La coppia non insiste: sa che svelerà il segreto.

Il marinaio si versa in bocca l'intero bicchierino di Laphroaig: conquista il paradiso per un attimo.
Poi torna alla realtà.
Svela:
«La sua dannata cacca».
Lui e lei reagiscono all'unisono:
«La sua dannata cacca? Ha perso un occhio per la cacca di un gabbiano?».
«Mi è finita nell'occhio».
«Ma scusi, è impossibile: ha perso un occhio per la cacca di un gabbiano che le è finita in un occhio?».

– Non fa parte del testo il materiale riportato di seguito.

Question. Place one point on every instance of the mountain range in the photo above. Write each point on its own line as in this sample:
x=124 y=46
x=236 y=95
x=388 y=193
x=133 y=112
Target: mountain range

Il vecchio non si contiene.
«Maledetto sia sempre quell'albero della nave. Maledetto quel gabbiano. E maledetta quella sua merda schifosa».
I giovani, anche se ancora non hanno capito come finisce questa strana storia, vorrebbero sorridere, se non altro per alleggerire l'atmosfera.
Ma intuiscono che non è il caso.

Il marinaio tira un lungo sospiro di sofferenza: a distanza di tanti anni non riesce a farsene una ragione.
«Ce l'avevo tutta nell'occhio e non vedevo più nulla. Per pulirmi ho usato la mano. Quella con l'uncino».

*** Massimo Ferrario, Il segreto del vecchio marinaio con l'uncino, per Mixtura - Riscrittura di una storiella diffusa in internet.